Wie der „Schlagbaum“ nach Russland und die „Steppe“ nach Deutschland kamen
Wandernde Wörter: Europa ist auch durch sprachlichen Austausch verbunden. Sprachlosigkeit und neue Mauern entfremden auf Dauer.

Berlin-Eine Zeitung hat jüngst Beispiele für schöne und einzigartige Worte aus anderen Ländern gebracht. Dazu gehören „Gluggavedur“ (isländisch: Schmuddelwetter zum Aus-dem-Fenster-Gucken), „Poronkusema“ (finnisch: Abstand zwischen Urinmarken eines Rentiers) und „Pochemuchka“ oder besser: „Potschemutschka“ – (russisch: eine Person, die zu viele Fragen stellt). Man könnte es mit „Warumchen“ übersetzen, denn „potschemu“ heißt: warum, weshalb, wieso.
Begeisterung über die Nacktschnecke
Auch das Deutsche kennt sehr viele Wörter, die es anderswo nicht gibt.
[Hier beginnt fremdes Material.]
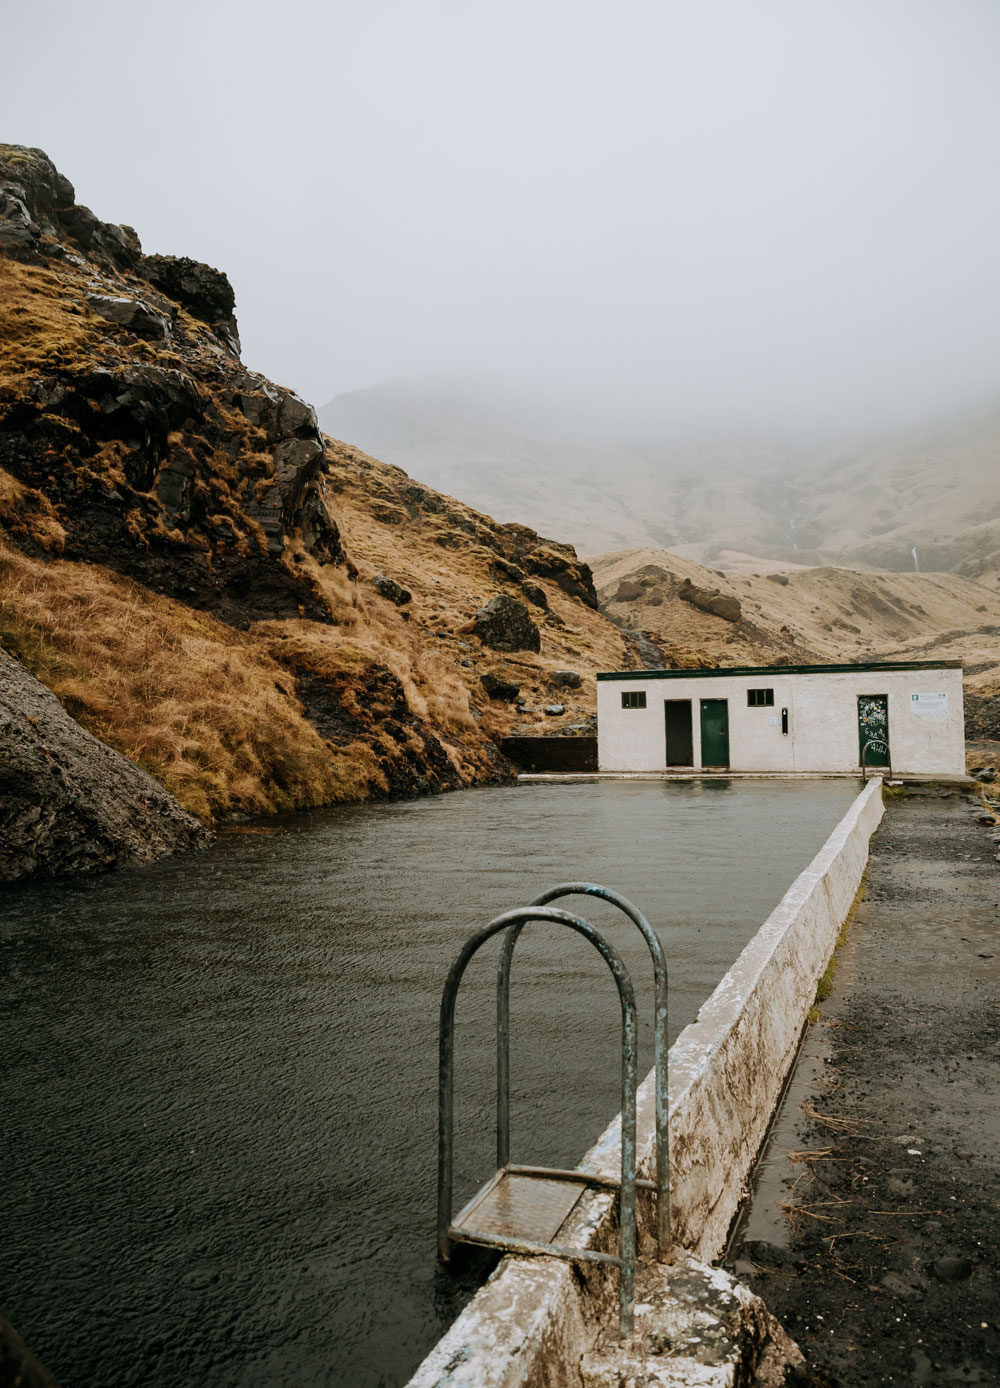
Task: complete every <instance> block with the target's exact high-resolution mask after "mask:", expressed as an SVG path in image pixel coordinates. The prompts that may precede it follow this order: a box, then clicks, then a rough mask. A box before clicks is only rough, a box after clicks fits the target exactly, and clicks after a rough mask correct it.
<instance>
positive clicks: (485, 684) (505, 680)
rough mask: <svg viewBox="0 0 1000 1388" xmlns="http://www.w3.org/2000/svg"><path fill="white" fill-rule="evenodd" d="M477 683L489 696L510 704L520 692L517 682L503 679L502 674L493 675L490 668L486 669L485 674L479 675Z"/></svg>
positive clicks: (520, 686) (504, 702)
mask: <svg viewBox="0 0 1000 1388" xmlns="http://www.w3.org/2000/svg"><path fill="white" fill-rule="evenodd" d="M479 683H481V684H482V687H483V688H485V690H486V693H487V694H489V697H490V698H494V700H500V702H503V704H512V702H514V700H515V698H517V697H518V694H519V693H521V686H519V684H515V683H514V682H512V680H508V679H504V676H503V675H494V673H492V672H490V670H487V672H486V675H481V676H479Z"/></svg>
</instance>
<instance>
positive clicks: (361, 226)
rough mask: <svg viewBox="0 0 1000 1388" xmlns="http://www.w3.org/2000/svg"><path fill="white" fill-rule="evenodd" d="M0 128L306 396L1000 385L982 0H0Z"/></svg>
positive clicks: (969, 400)
mask: <svg viewBox="0 0 1000 1388" xmlns="http://www.w3.org/2000/svg"><path fill="white" fill-rule="evenodd" d="M3 12H4V18H3V33H4V65H3V67H4V72H3V83H1V85H0V111H1V112H3V122H1V129H0V137H3V139H7V140H12V142H15V143H21V144H36V146H40V147H43V149H44V150H46V151H47V153H49V154H50V155H51V158H53V160H54V161H56V164H57V165H58V168H60V169H61V171H63V172H64V174H67V176H68V178H69V179H71V180H72V182H74V185H75V187H76V196H78V200H79V201H82V203H86V204H88V205H90V207H92V208H93V210H94V211H96V212H97V214H99V215H100V217H103V218H104V219H108V221H121V222H129V223H132V225H133V226H135V228H136V230H138V232H139V235H140V237H142V242H143V247H144V248H146V250H147V251H161V253H169V254H178V255H193V257H196V258H200V260H206V261H208V262H211V264H213V265H218V266H219V268H222V269H225V271H226V272H228V273H229V276H231V279H232V282H233V286H235V289H236V297H238V315H239V322H240V330H242V336H243V347H244V351H243V357H244V361H246V362H247V365H250V366H253V368H257V369H260V371H264V372H265V373H268V375H269V376H272V378H275V379H276V380H278V382H281V383H282V384H286V386H292V387H294V389H296V390H299V391H300V393H301V394H304V396H306V397H307V398H310V400H311V401H314V403H315V404H318V405H319V404H324V403H325V401H328V400H329V398H331V397H332V396H335V394H338V393H340V391H344V390H353V389H357V387H361V386H365V384H368V383H372V382H378V380H381V379H385V378H392V376H411V375H417V373H428V372H437V371H456V369H472V371H487V372H492V371H496V372H500V373H503V375H504V376H508V378H511V379H515V380H525V382H528V383H531V384H533V386H536V387H537V389H539V391H540V393H551V394H553V396H558V397H568V398H571V400H574V398H575V400H579V401H583V403H585V401H594V400H597V401H600V403H601V404H603V405H604V407H606V408H608V409H610V411H612V412H614V414H618V415H621V418H622V421H626V419H639V418H657V419H662V421H664V422H665V423H667V425H671V423H682V425H690V423H692V421H706V422H708V423H711V425H722V426H725V428H732V426H742V425H743V422H747V423H753V425H760V423H764V425H778V426H779V425H782V423H783V422H790V423H796V425H797V423H803V422H806V423H812V422H815V423H817V425H824V426H826V425H829V423H831V422H833V423H843V425H844V426H846V428H853V426H854V425H856V423H860V425H868V423H869V422H875V423H882V422H886V423H892V425H894V423H897V422H907V421H910V419H917V418H921V416H924V415H926V414H928V412H933V411H937V409H942V411H946V409H950V408H954V407H964V405H965V404H967V403H969V401H975V400H976V398H985V397H989V396H994V397H996V396H1000V379H999V373H1000V269H999V265H997V247H1000V178H997V167H999V160H997V155H999V154H1000V4H997V0H603V3H592V0H490V3H479V0H324V3H307V0H285V3H282V4H278V3H269V4H260V3H256V0H239V3H228V0H225V3H222V0H201V3H190V0H172V3H169V4H151V3H146V0H128V3H118V0H88V3H86V4H81V3H78V0H74V3H67V0H49V3H46V4H39V3H33V4H15V3H14V0H3Z"/></svg>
So begeistern sich englischsprachige YouTuber zum Beispiel in ihren Videos an Begriffen wie Ohrwurm, Weltschmerz, Zugzwang, Torschlusspanik, Fremdschämen, Schadenfreude, Fernweh, Kummerspeck, Weichei, Erklärungsnot, Schnapsidee, Fingerspitzengefühl, Sehnsucht, Kopfkino und Geborgenheit.
„Ich wünsche, wir würden sie im Englischen nutzen“, sagt eine in Deutschland lebende Amerikanerin, fasziniert von der Bildkraft deutscher Wörter, ob es die Nacktschnecke, das Faultier, die Glühbirne, der Staubsauger oder die Rolltreppe sind. Sie glaubt, dass „naked snail“, „lazy animal“, „glowing pear“, „dust sucker“ und „rolling stairs“ das Englische beleben könnten.
Wir erkennen oft nicht mehr, wie originell und treffend diese Wörter sind, die wir nach Belieben zusammensetzen können. Auch mein russischer Freund Sascha hat deutsche Wörter gesammelt. Er erzählte mir, wie viele davon im Russischen Einzug gefunden haben: vom „Buterbrod“ (auf dem meist gar keine Butter ist) über „Ziferblat“, „Brandmauer“, „Parikmacher“ (Friseur), „Schlagbaum“ (Barriere, Schranke), „Rjuksak“ (Rucksack), „Schtempel“ (Stempel, Siegel), „Potschtamt“ (Post) bis zu „Schtraf“ (Geldstrafe, Buße), „Galstuk“ (Halstuch), „Gastarbaiter“, „Bruderschaft“ und „Zeitnot“.
„Mann und Weib sind ein Leib“
Aus den russischen Weiten wiederum kamen Wörter wie Steppe, Datsche, Samowar, Kosmonaut, Samisdat (für Selbstverlag), Troika, Ukas, Pogrom, Zobel und Schamane zu uns (das letzte stammt aus der mandschu-tungusischen Sprache).
Sascha sammelte auch Sprichwörter. „Mann und Weib sind ein Leib“ zum Beispiel, das zitierte er gern. Es ist ein russisches Sprichwort, ins Deutsche übersetzt. Wie auch diese, die sich vielleicht Putin mal zu Herzen nehmen sollte: „Jagst du zur selben Zeit zwei Hasen, wirst du gar keinen fangen“, „Meine Zunge ist mein Feind“ und „Der Tod ist ein Riese, vor dem auch der Zar die Waffen strecken muss“.
Saschas Tochter ging übrigens in Jaroslawl in eine Schule mit erweitertem Deutschunterricht. In den Fluren hingen deutsche Sprichwörter. Eines hing direkt an der Küche. Es hieß: „Hunger ist der beste Koch.“
Zurzeit denke ich oft an Sascha und seine Familie. Ich weiß nicht, was sie gerade tun, was sie denken. Wir haben keinen Kontakt, alle Verbindungen sind abgerissen. Ich weiß nur: Das darf kein Dauerzustand sein. Sich fremd zu werden, nicht mehr miteinander zu reden – das führt nie zu etwas Gutem, ob in einer Familie oder zwischen Nationen. Eine Zukunft haben wir am Ende nur gemeinsam.